Sinds dat fatale weekend slaapt Verwilghen niet meer gerust. Zeker niet in de nacht van dinsdag op woensdag, wanneer in Roeselare de mannen van onze drukkerij vermoeid maar tevreden hun jassen van de haak grissen en door de donkere nacht huiswaarts keren, zich afvragend wie in ’s hemelsnaam honderd twintig frank veil heeft voor wat zij net van hun persen hebben zien rollen.
De angst voor de wekelijkse verschijningsdag van Knack is terecht. Alles waarbij de minister de voorbije vier jaar van dichtbij of veraf betrokken is geweest, is in dit blad met de grond gelijkgemaakt. Het door Renaat Landuyt nochtans meeslepend voorgelezen rapport van zijn commissie, zijn boek met complottheorie, zijn snelrecht, zijn veiligheidsplan, zijn justitiehervorming, zijn gedepolitiseerde benoemingen in het Luikse gerecht, de tweede aanhouding van Michel Nihoul… dat alles kwam, verpakt in een vernietigende analyse, als een boemerang vanuit Knack in zijn gelaat gevlogen. ‘En dat speculum draai ik hem ook nog wel door zijn broek’, gromde onze chef-justitie, die als hij zich eenmaal in iemand heeft vastgebeten niet geneigd is snel te lossen. Voor meer inlichtingen hieromtrent: Lippens, het Zoute.
Verwilghen verdedigde zich met de middelen die hij had, en die waren schamel. Zo weigerde hij onze chef-Wetstraat de hand te drukken, en was hij slechts bereid tot een interview indien dat niet zou worden afgenomen door onze specialist justitie.
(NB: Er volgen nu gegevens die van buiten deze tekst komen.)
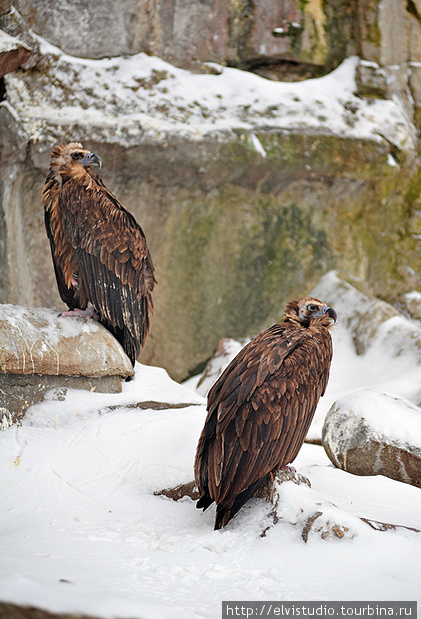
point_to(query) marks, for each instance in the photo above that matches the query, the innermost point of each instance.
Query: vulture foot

Voor een minister van Justitie een veelzeggende redenering. Op een dag nodigde zijn woordvoerster Rosanne Germonprez, in een ver verleden vakbondsafgevaardigde van Knack, onze hoofdredacteurs uit om hen tot een mildere houding te bewegen. In een Spaans restaurant. Paella met natuuraardappelen!
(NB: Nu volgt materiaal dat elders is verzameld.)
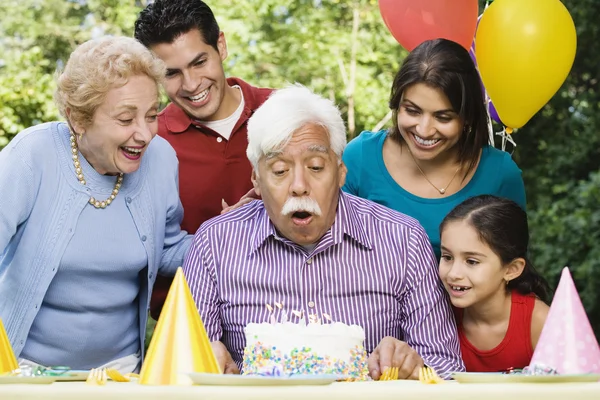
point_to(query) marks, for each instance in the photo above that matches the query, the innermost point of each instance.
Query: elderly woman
(89, 214)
Bij een ander had het misschien gepakt. Maar aangezien macht erotiserend werkt op vrouwen, hebben mannen als onze chef-Wetstraat en onze chef-justitie ze voor het uitkiezen. Voor de eerste is onberispelijk Frans een conditio sine qua non. En de tweede heeft graag dat ze, eens het moment van juichen nadert, de code pénal beginnen op te zeggen.
Lang geleden heeft hij eens te doen gehad met een jonge en veelbelovende juriste die begon bij ‘Het misdrijf, naar de wetten strafbaar met een criminele straf, is een misdaad’ (art 1), en vervolgens moeiteloos doorging tot bij ‘Misdaden en wanbedrijven van leveranciers’ (art 292). Toen onze chef-justitie drie dagen later weer bij bewustzijn kwam, schreef hij de kandidate een beleefd briefje dat hij helaas een ander geloof aanhing. Die Rosanne mocht het dus zeker schudden. De Moor moet al niet weten van mensen die aangesloten zijn bij een ziekenfonds, laat staan van een déléguée van de vakbond.
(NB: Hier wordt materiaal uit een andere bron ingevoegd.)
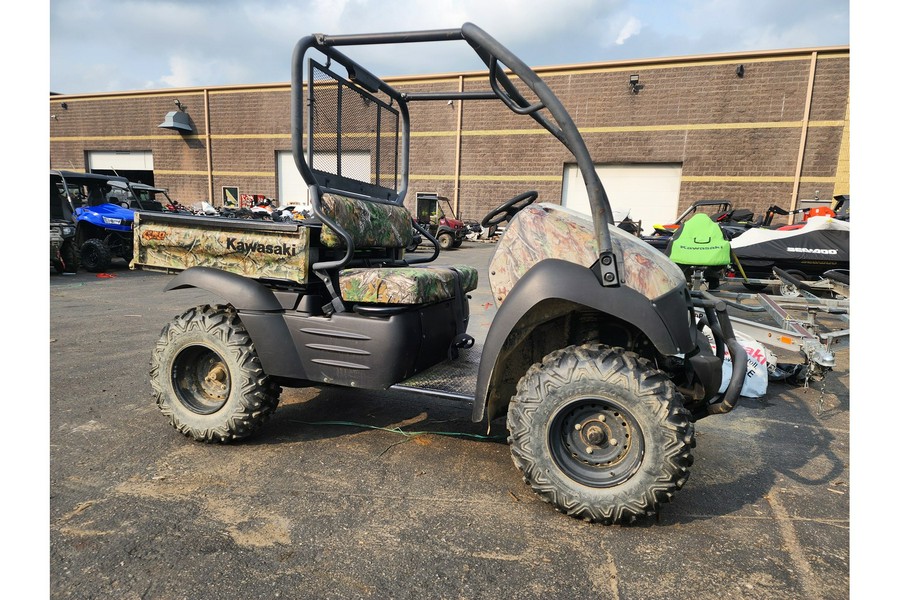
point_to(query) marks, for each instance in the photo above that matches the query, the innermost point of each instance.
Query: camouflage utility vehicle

Het uitsturen van Germonprez was de druppel die de emmer deed overlopen. Elkaar bestrijden mag, maar niet met zulke middelen. En dus kreeg, na het opstappen van zeven kabinetsmedewerkers onder wie de kabinetschef, Verwilghen vorige week pas echt de volle laag. ‘Wie hem gelooft, kent hem niet, en wie hem kent, gelooft hem niet’, citeerde onze chef-justitie monkelend enkele getuigen van de balie van Dendermonde.
Waarna hij eerst nog een kleine sneer gaf naar professor De Ruyver, die hem indertijd had tegengesproken over de kwaliteit van het rapport van de Commissie-Dutroux. Volgens onze chef-justitie was dat ondermaats, volgens De Ruyver was het zeer hoogstaand. Voornamelijk omdat hij het zelf had geschreven. De Ruyver veranderde nadien van kamp, weigerde kabinetschef te worden bij Verwilghen, trouwde met Annemie Nys, en werd voorzitter van basketbalclub Siemens Gent. En dat met telkens catastrofale gevolgen.
Na De Ruyver voerde De Moor de adembenemende adjunct-kabinetschef Carine Grevendonk ten tonele, noemde haar Madame de Pompadour, goochelde met termen als ‘liaisonofficier’ en ‘alkoofpolitiek’… om kort te gaan: dat kabinet is nog erger dan onze redactie.
De nieuwe kabinetschef, Luc De Clerck, las het artikel op de trein tussen Brugge en Brussel, waar hij zijn contract ging ondertekenen. In Oostkamp trok hij aan de noodrem en keerde te voet naar huis terug.